Can a Building Really Increase Student Retention & Satisfaction?
Tuesday, September 8, 2020
Now more than ever, colleges and universities are seeking opportunities to increase student retention and satisfaction in their academic programs. Institutions across the United States take great pride in their students, offering quality education and co-curriculars that enrich them until they proudly receive their diplomas. However, we’ve identified a national trend indicating widespread delay in the completion degree programs among post-secondary students. In April 2020, the National Center for Education Statistics published its preliminary findings of an ongoing longitudinal study examining Credits Earned and Time to Degree Completion for students beginning college in the 2011-12 year. The results are eye-opening. By June 2017 – nearly 6 years later – only 63% of students seeking a bachelor’s degree had attained completion. At Hastings+Chivetta, we have studied this issue for many of our clients across the nation, collaborating with institutional leadership on how to best support students to complete their degrees and feel satisfied through the process. Our solution lies in forward-thinking programming and building design.
One of our recent clients, Saint Louis University, is known for caring for the entire person – mind, body, and spirit – through its teaching, research, health care, and service to the community. When the President of Saint Louis University (SLU) commissioned us to design a new STEM building serving all undergraduate students, he asked us to consider ways the building could minimize the Drop/Fail/Withdrawal rate and improve on-time graduation. One of the greatest barriers to on-time graduation in STEM and the Health Sciences are laboratory course sequences that vary from fall to spring. At an institution the size of SLU, the large number of Chemistry and Biology sections given each semester drive an assembly-line process that is difficult to reverse. But all that is about to change this semester as SLU recently opened its new Interdisciplinary Science and Engineering Building (ISE) at the start of this academic term. To keep the project on budget, the number of required teaching labs for current and projected future enrollment was carefully calculated with space utilization models. These models also considered Post-Baccelaureate programs and the demand for off-sequence instruction and in-lab tutoring. Based on the analysis, the new ISE Building incorporates two smaller Off-Sequence Teaching Labs, one for Chemistry and one for Biology. These labs accommodate different experiments and setups so that students who dropped, failed, or withdrew from a course in a previous semester can now retake the challenging class right away instead of waiting until the next academic year, thereby delaying their time to degree completion. Implementing this concept of proactive instruction is not just limited to STEM disciplines. All programs feature courses that build upon the knowledge gained from previous terms, therefore, proper programming and space utilization can be a valuable tool in creating environments that best support student success.

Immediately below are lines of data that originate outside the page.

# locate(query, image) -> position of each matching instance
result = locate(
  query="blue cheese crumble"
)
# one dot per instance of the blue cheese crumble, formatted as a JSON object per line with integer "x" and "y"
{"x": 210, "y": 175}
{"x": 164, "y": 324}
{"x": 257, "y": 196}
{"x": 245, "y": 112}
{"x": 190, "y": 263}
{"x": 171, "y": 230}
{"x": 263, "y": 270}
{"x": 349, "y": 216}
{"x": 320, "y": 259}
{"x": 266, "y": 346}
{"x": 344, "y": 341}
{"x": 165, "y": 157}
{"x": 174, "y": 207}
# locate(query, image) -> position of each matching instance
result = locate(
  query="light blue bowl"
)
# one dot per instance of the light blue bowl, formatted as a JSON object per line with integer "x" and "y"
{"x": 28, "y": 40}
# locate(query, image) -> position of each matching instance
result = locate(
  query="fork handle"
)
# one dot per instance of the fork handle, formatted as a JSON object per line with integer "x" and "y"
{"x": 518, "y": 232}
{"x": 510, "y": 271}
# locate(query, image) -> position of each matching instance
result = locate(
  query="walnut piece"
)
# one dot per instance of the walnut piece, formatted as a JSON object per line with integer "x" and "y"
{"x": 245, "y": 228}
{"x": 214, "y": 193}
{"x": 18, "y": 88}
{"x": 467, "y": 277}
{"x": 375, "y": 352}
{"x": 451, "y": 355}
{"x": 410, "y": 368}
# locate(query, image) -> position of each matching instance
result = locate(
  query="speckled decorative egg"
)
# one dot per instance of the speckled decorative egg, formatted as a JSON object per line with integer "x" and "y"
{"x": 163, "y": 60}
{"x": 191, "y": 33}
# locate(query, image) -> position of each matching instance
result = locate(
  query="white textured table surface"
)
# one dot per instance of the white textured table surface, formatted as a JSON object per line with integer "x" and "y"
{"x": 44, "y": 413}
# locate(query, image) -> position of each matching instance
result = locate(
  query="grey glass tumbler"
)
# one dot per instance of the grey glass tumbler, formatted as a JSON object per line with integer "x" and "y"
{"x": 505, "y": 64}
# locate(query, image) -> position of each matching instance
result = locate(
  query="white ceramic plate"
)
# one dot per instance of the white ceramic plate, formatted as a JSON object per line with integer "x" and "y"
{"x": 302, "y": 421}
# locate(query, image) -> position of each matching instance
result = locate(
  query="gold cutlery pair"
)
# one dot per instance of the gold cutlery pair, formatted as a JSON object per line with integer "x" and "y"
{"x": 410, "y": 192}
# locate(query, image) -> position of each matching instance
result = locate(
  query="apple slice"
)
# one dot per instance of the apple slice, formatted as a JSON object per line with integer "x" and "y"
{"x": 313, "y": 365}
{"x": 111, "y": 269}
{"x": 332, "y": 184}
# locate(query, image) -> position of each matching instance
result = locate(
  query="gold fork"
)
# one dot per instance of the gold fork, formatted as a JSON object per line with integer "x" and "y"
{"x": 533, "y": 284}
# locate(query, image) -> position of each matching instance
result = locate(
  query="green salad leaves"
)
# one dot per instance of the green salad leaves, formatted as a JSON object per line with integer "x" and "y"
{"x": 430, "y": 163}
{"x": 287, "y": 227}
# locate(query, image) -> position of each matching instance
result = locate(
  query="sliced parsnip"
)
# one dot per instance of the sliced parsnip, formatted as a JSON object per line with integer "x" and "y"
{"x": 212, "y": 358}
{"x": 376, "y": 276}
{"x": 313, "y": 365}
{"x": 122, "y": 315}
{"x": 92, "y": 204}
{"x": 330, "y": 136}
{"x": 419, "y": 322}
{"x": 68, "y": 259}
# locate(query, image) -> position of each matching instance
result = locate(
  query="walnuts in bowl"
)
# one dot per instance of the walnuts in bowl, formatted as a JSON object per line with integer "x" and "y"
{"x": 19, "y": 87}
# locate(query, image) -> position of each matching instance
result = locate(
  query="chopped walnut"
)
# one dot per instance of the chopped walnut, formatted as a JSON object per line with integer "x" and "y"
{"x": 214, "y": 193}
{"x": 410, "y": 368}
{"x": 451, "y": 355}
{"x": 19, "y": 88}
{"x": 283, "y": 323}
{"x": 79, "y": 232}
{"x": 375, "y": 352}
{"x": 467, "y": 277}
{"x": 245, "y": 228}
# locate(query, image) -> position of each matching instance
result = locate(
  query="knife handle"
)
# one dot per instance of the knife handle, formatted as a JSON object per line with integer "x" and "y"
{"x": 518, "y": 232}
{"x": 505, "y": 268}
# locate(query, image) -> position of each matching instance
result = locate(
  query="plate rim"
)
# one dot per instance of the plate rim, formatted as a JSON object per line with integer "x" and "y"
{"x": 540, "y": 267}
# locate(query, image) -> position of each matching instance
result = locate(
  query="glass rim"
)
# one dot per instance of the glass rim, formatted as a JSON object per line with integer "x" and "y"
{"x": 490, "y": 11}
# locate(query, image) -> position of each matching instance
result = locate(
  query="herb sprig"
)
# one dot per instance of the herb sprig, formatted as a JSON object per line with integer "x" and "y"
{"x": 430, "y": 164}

With a national perspective on higher education design, the experts at Hastings+Chivetta can effectively incorporate such flexible options into both new and renovated facilities. With careful planning, in-depth space utilization, space planning, and goal-setting is achievable for an institution of any size or budget. By optimizing the use of an institution’s instructional and physical resources, architects and academic leaders alike can develop environments that help students graduate in a timely manner, thereby increasing their satisfaction and motivation in their chosen degree program.